The I Ching (Book of Changes); or, where one should not try to be all-knowing

In harmony with the Book of Changes, the 3,000 year old Chinese pursuit of wisdom, I chanced across a copy (3rd ed., 21st printing, 1985), for $2, at a garage sale this past weekend. It’s the Bollingen hard copy, in fair condition, with dust jacket, for which Jung wrote the original foreword, not as worried, he explains of his inability to explain the I Ching to what he calls, in 1949, the “Western mind,” a mind that might best be described by Hexagram 29, “Bound with cords and ropes,” because he was then in his “eighth decade, and the changing opinions of men scarcely impress me any more.” Not only that, but, continuing Hexagram 29, “If you are sincere, you have success in your heart, And whatever you do succeeds.”

The I Ching provided Jung with a practical field of study for his concept of synchronicity, the theory that effects don’t always have measureable causes – or, at least, when we turn our attention away from causality (as John Cage did in his works involving indeterminacy), we seem to form a more perfect union with nature – by which Jung meant, in his foreword to the I Ching, physics.

Yet it’s not clear whether today’s physicists agree or not – that a truly exceptionally simple theory of everything (one that satisfies Richard Wilhelm’s desire to “…[make] the I Ching intelligible to the lay reader”) might be held in the random throw of three coins. In any case, globalization may have already made the Western mind boundary-less, ubiquitous on the planet, but the I Ching is still out there, waiting to be discovered. Like the gospels, the I Ching has, since Jung wrote his foreword, been “pinched and poked,” as e. e. cummings said in “O sweet spontaneous,” by the “doting fingers of prurient philosophers.” Yet, Jung says, “security, certitude, and peace do not lead to discoveries.” In this regard, at least, if in no other, the I Ching would still appear appropriate for “thoughtful and reflective people who like to think about what they do and what happens to them…,” and like to think beyond “reason and pedagogy [which] often lack charm and grace.” Of course, who wants to hear that today’s answer is the same one offered 3,000 years ago? Might make winning the research grant a bit more difficult.

Jung argued that the I Ching is best suited to questions of self-knowledge. That the I Ching has changed over time, been abused, cast aside, like the gospels, should not, with regard to its use toward self-knowledge, Jung seems to be saying, in his foreword, dissuade contemporary readers, for “often our relations depend almost exclusively on our own attitudes, though we may be quite unaware of this fact.” Why would anyone consult the I Ching today? Because, as Jung says, “The I Ching insists upon self-knowledge throughout. The method by which this is to be achieved is open to every kind of misuse, and is therefore not for the frivolous-minded and immature; nor is it for intellectualists and rationalists.” But it is, in other words, the perfect fit for our ideal, general interest reader.

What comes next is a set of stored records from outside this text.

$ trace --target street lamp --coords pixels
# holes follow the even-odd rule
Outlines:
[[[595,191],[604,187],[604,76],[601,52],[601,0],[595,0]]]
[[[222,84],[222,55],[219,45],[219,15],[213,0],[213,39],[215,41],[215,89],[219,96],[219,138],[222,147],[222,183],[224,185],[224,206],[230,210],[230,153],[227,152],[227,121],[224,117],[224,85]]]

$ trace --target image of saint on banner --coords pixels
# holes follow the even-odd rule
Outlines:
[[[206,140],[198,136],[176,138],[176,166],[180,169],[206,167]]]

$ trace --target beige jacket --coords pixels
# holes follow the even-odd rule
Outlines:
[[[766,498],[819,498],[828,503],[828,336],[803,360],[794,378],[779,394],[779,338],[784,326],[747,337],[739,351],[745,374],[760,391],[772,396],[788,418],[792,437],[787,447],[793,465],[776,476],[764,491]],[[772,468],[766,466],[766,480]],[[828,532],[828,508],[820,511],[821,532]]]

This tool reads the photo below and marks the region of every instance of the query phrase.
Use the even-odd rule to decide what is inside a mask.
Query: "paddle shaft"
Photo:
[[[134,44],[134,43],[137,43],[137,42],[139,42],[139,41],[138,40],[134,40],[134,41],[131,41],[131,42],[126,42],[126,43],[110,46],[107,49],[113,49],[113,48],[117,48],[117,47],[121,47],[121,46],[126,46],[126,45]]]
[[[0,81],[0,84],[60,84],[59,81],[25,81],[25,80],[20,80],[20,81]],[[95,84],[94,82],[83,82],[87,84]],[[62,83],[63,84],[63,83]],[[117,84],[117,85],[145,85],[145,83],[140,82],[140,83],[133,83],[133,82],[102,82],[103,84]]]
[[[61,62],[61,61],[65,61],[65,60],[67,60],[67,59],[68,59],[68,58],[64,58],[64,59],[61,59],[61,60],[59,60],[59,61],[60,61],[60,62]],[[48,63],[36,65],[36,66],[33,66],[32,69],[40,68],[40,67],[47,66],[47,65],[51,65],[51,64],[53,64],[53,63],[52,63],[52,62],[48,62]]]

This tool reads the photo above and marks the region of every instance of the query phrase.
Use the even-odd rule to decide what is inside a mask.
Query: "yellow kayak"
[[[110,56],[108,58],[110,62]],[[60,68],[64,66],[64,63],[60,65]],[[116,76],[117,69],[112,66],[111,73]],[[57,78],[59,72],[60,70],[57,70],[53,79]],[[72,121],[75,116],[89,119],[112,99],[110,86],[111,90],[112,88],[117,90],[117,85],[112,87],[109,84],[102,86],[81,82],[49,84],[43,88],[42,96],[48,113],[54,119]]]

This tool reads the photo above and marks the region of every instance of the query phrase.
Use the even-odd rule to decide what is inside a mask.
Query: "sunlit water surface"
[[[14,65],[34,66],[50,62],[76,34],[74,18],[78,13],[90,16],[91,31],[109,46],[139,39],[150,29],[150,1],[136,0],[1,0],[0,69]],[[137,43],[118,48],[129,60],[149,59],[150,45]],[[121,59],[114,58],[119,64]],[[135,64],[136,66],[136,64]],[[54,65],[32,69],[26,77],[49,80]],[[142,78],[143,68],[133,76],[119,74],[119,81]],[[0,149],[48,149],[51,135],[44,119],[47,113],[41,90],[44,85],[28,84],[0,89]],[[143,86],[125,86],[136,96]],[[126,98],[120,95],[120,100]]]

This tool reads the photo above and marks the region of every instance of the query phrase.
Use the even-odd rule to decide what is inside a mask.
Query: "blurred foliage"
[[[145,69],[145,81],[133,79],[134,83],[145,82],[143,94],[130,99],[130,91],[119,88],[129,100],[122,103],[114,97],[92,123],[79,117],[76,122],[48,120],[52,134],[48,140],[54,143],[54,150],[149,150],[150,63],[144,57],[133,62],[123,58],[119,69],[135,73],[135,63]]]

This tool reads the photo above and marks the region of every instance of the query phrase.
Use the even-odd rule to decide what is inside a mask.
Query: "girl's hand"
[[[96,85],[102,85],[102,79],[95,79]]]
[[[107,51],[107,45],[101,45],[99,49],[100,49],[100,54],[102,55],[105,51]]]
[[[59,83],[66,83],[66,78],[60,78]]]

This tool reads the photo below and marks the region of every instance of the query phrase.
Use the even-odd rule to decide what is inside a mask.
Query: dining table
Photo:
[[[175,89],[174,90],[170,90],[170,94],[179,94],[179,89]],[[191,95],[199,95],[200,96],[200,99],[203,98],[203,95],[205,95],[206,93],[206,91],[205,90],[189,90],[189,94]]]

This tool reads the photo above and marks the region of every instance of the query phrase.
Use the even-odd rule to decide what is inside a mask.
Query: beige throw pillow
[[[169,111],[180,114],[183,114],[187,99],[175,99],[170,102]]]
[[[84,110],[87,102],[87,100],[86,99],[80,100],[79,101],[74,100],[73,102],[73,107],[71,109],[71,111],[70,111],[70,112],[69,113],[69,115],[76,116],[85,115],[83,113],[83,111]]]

Jung acknowledges that “to one person its spirit appears as clear as day; to another, shadowy as twilight; to a third, dark as night. He who is not pleased by it does not have to use it, and he who is against it is not obliged to find it true. Let it go forth into the world for the benefit of those who can discern its meaning.” So Jung asked “Why not venture a dialogue with an ancient book that purports to be animated?” In an age when neuroscientists like Jonah Lehrer argue that “the mind is really just a piece of meat,” it would not seem that such a dialog as Jung suggests having with the ancient book can do any harm. But if I put the question to the I Ching, is the mind really just a piece of meat, I’d better be ready for the answer: Hexagram 36, “Darkening of the Light,” “…one should not try to be all-knowing.” Not only that, but, Jung adds: “The less one thinks about the theory of the I Ching, the more soundly one sleeps.”